Quell’impostore di Dunning-Kruger: Il lato positivo di non sapere di sapere…

Tra i molti “bias” scoperti dai miei colleghi negli ultimi anni ne esistono due di particolare rilievo: l’effetto Dunning-Kruger e la sindrome dell’impostore.

Abbiamo già dedicato due puntate ad ognuno di questi effetti ma oggi li vederemo come se fossero “due facce della stessa medaglia”.

Buon ascolto:

Ascolta “314- Quell’Impostore di Dunning-Kruger: Il lato Positivo del non sapere di sapere…” su Spreaker.

Due medaglie diverse

E’ molto facile mettere sullo stesso piano cose che si assomigliano come i nostri due effetti, ma è solo un artificio per spiegare bene che il Dunning-Kruger si comporta in modo completamente opposto rispetto all’impostore. Questa osservazione è inevitabile!

Tuttavia non siamo di fronte ad un fenomeno fisso: ci sono persone che tendono più su un lato rispetto all’altro indipendentemente dalla quantità di cose che conoscono. Per questo il primo consiglio di oggi è ancora relativo all’auto-consapevolezza.

Ci sono persone che pensano di sapere tutto dopo poche lezioni ed altre che si sentono spesso insicure anche se sanno molto. Non è una questione di sicurezza personale ma di come si sono dovuti arrangiare nell’arco della propria vita.

Non è una questione di egocentrismo o boria personale in chi pensa di sapere senza conoscere (Dunning-Kruger o DK) a volte le persone si accontentano di sapere ciò che sanno per motivi pratici o perché pensano di poter apprendere fino ad un certo punto ecc.

Quindi per prima cosa evitiamo di pensare che vi siano delle caratteristiche di personalità fisse che determinano se uno finisce in un “bias” o nell’altro.

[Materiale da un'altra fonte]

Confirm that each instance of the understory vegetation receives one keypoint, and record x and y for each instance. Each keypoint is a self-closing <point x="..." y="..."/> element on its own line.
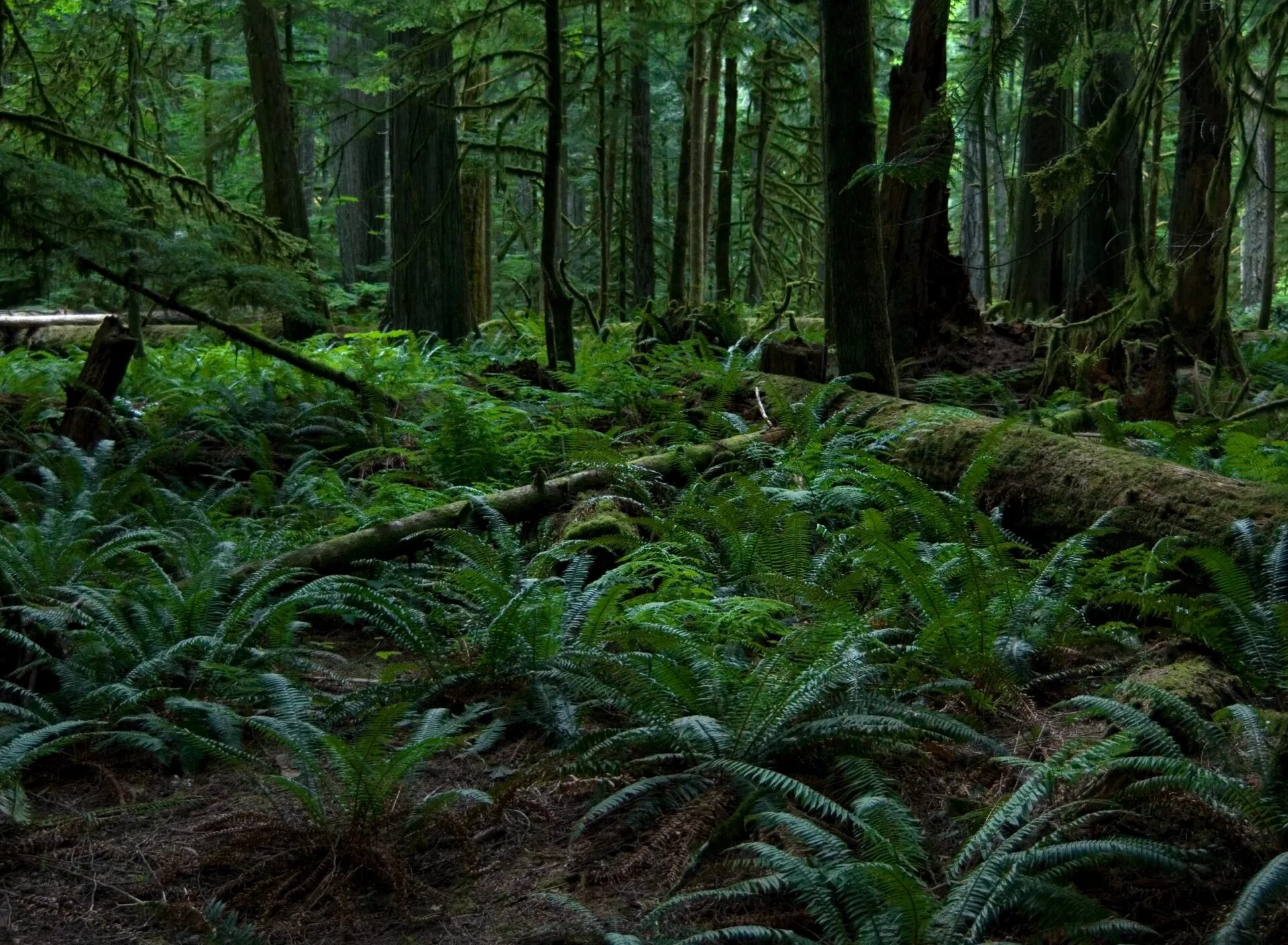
<point x="802" y="697"/>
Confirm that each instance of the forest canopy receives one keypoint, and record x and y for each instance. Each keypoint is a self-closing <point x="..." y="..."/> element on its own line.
<point x="643" y="471"/>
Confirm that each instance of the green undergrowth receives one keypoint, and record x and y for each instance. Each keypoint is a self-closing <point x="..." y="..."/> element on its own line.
<point x="757" y="679"/>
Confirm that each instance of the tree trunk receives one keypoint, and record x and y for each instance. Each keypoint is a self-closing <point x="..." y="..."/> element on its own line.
<point x="274" y="124"/>
<point x="724" y="196"/>
<point x="89" y="400"/>
<point x="676" y="284"/>
<point x="1103" y="230"/>
<point x="854" y="294"/>
<point x="526" y="503"/>
<point x="1036" y="277"/>
<point x="427" y="274"/>
<point x="764" y="126"/>
<point x="1256" y="262"/>
<point x="926" y="285"/>
<point x="358" y="140"/>
<point x="975" y="196"/>
<point x="1201" y="194"/>
<point x="644" y="277"/>
<point x="558" y="302"/>
<point x="708" y="165"/>
<point x="1050" y="485"/>
<point x="477" y="211"/>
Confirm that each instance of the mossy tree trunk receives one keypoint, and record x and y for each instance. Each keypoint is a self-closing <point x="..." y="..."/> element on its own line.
<point x="358" y="140"/>
<point x="427" y="274"/>
<point x="1201" y="193"/>
<point x="274" y="124"/>
<point x="926" y="284"/>
<point x="854" y="291"/>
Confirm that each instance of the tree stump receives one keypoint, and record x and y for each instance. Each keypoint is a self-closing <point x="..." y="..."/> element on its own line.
<point x="89" y="400"/>
<point x="796" y="358"/>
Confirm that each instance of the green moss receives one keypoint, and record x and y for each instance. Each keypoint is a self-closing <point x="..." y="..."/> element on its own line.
<point x="1194" y="680"/>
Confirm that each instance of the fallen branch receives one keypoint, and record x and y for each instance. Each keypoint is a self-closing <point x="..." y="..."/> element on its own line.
<point x="526" y="503"/>
<point x="1050" y="485"/>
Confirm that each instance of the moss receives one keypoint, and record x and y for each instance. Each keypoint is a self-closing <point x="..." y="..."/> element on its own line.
<point x="1194" y="680"/>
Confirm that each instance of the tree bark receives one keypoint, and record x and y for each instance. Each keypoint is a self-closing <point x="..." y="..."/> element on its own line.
<point x="926" y="285"/>
<point x="1257" y="254"/>
<point x="1102" y="231"/>
<point x="724" y="196"/>
<point x="1201" y="194"/>
<point x="559" y="333"/>
<point x="676" y="283"/>
<point x="274" y="124"/>
<point x="477" y="211"/>
<point x="854" y="293"/>
<point x="358" y="141"/>
<point x="644" y="277"/>
<point x="414" y="533"/>
<point x="764" y="127"/>
<point x="975" y="196"/>
<point x="427" y="274"/>
<point x="1050" y="485"/>
<point x="1036" y="267"/>
<point x="89" y="400"/>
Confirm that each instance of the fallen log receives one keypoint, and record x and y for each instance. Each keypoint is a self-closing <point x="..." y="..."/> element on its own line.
<point x="1049" y="485"/>
<point x="526" y="503"/>
<point x="89" y="399"/>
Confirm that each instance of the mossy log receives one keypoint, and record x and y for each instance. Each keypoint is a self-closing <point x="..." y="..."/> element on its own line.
<point x="1050" y="485"/>
<point x="526" y="503"/>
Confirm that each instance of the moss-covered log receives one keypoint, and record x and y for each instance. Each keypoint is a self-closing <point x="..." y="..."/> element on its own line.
<point x="526" y="503"/>
<point x="1051" y="485"/>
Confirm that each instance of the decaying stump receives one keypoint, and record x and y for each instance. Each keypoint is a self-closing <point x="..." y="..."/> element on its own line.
<point x="89" y="397"/>
<point x="795" y="358"/>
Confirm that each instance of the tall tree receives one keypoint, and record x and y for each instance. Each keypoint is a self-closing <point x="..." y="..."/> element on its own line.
<point x="427" y="274"/>
<point x="764" y="128"/>
<point x="724" y="195"/>
<point x="644" y="271"/>
<point x="854" y="293"/>
<point x="1108" y="213"/>
<point x="274" y="124"/>
<point x="926" y="284"/>
<point x="357" y="134"/>
<point x="558" y="302"/>
<point x="1201" y="193"/>
<point x="1257" y="254"/>
<point x="1036" y="260"/>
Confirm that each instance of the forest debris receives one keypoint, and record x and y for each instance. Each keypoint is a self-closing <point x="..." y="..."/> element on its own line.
<point x="409" y="534"/>
<point x="1049" y="485"/>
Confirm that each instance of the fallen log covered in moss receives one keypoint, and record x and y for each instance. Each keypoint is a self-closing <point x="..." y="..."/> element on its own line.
<point x="526" y="503"/>
<point x="1050" y="485"/>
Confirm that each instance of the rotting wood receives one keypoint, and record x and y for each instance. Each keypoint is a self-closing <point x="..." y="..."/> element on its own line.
<point x="89" y="399"/>
<point x="1050" y="485"/>
<point x="413" y="533"/>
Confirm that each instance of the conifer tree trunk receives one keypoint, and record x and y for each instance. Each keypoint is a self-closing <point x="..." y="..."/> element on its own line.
<point x="1102" y="231"/>
<point x="358" y="140"/>
<point x="708" y="165"/>
<point x="854" y="294"/>
<point x="644" y="271"/>
<point x="1036" y="266"/>
<point x="1201" y="194"/>
<point x="274" y="124"/>
<point x="975" y="181"/>
<point x="676" y="283"/>
<point x="764" y="127"/>
<point x="558" y="302"/>
<point x="477" y="209"/>
<point x="724" y="196"/>
<point x="1257" y="254"/>
<point x="427" y="275"/>
<point x="926" y="285"/>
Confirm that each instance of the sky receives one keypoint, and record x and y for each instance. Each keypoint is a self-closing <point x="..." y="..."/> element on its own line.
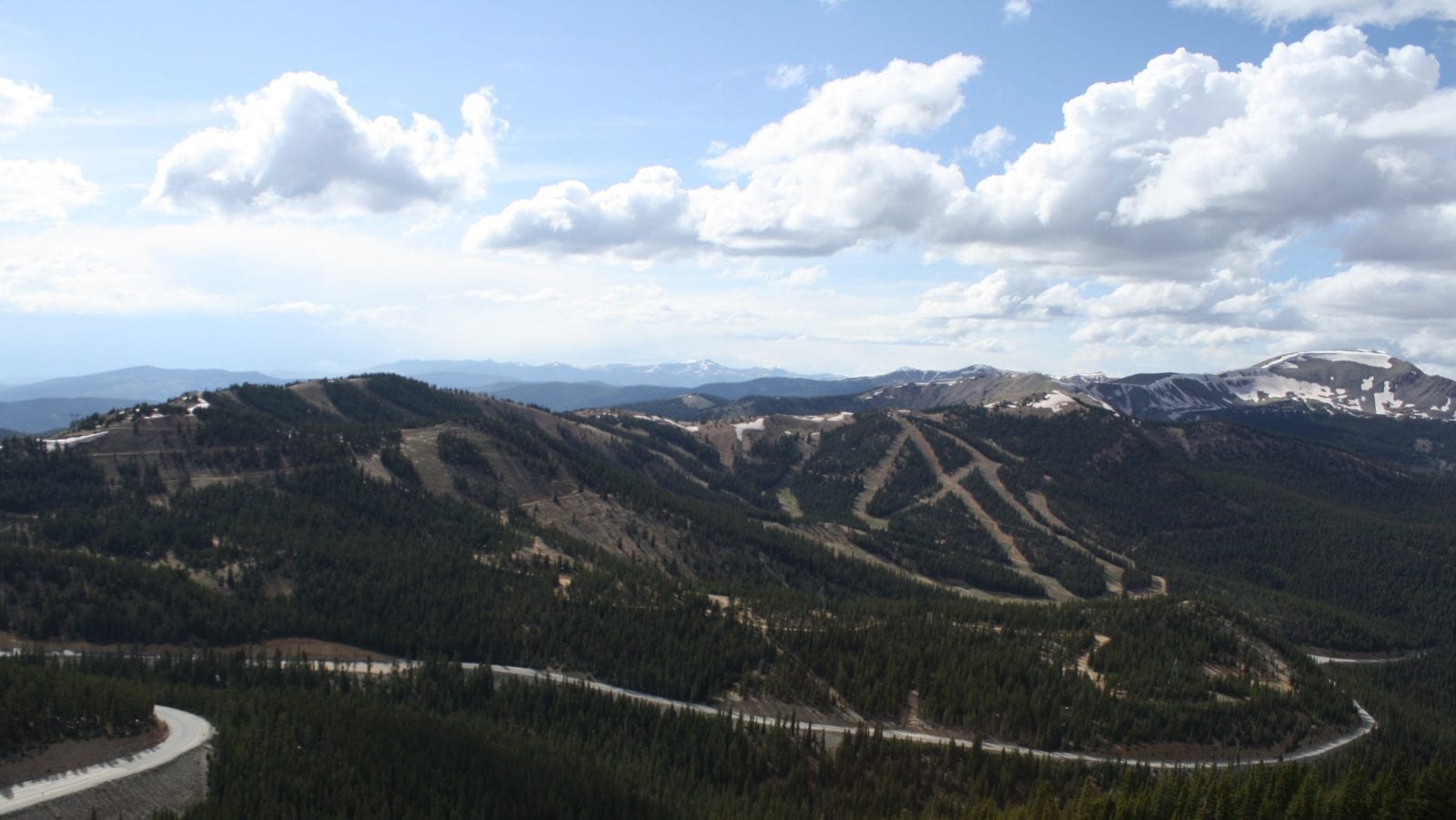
<point x="822" y="186"/>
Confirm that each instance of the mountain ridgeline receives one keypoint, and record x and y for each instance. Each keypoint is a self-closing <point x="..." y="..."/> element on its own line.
<point x="1043" y="572"/>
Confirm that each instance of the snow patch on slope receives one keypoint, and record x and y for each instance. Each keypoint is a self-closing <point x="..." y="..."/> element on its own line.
<point x="744" y="426"/>
<point x="1366" y="357"/>
<point x="70" y="441"/>
<point x="1056" y="400"/>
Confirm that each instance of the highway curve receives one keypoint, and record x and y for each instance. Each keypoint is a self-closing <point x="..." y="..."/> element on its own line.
<point x="186" y="733"/>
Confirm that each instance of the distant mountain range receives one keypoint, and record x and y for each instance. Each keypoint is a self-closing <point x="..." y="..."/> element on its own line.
<point x="56" y="402"/>
<point x="1320" y="383"/>
<point x="478" y="375"/>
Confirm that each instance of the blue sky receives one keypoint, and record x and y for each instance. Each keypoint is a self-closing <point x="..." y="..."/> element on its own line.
<point x="826" y="187"/>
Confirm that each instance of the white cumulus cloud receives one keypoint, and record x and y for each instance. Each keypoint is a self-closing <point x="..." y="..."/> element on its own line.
<point x="826" y="177"/>
<point x="21" y="102"/>
<point x="1016" y="11"/>
<point x="989" y="145"/>
<point x="786" y="76"/>
<point x="1188" y="167"/>
<point x="43" y="189"/>
<point x="1351" y="12"/>
<point x="902" y="99"/>
<point x="298" y="145"/>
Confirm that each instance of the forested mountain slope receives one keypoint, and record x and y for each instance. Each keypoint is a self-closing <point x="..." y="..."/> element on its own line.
<point x="885" y="565"/>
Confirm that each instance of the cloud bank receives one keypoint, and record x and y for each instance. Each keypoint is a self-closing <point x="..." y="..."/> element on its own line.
<point x="298" y="146"/>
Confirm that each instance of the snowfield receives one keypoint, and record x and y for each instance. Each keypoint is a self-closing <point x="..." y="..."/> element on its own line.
<point x="744" y="426"/>
<point x="1368" y="357"/>
<point x="70" y="441"/>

Però ognuno di noi ha una tendenza a finire in una parte o nell’altra in base alla propri esperienza personale.

Sei un essere “illuminato”?

Se stai pensando di non ricadere in nessuno di questi 2 bias allora è probabile che tu sia un “essere illuminato” oppure non mi sono spiegato abbastanza bene 😉

Sappiamo che i bias ci sono per motivi evolutivi, cioè sono rimasti con noi perché ci sono utili alla sopravvivenza, in particolare questi ci fanno risparmiare un sacco di energia mentale. Ora, in cosa ci sono utili questi due effetti?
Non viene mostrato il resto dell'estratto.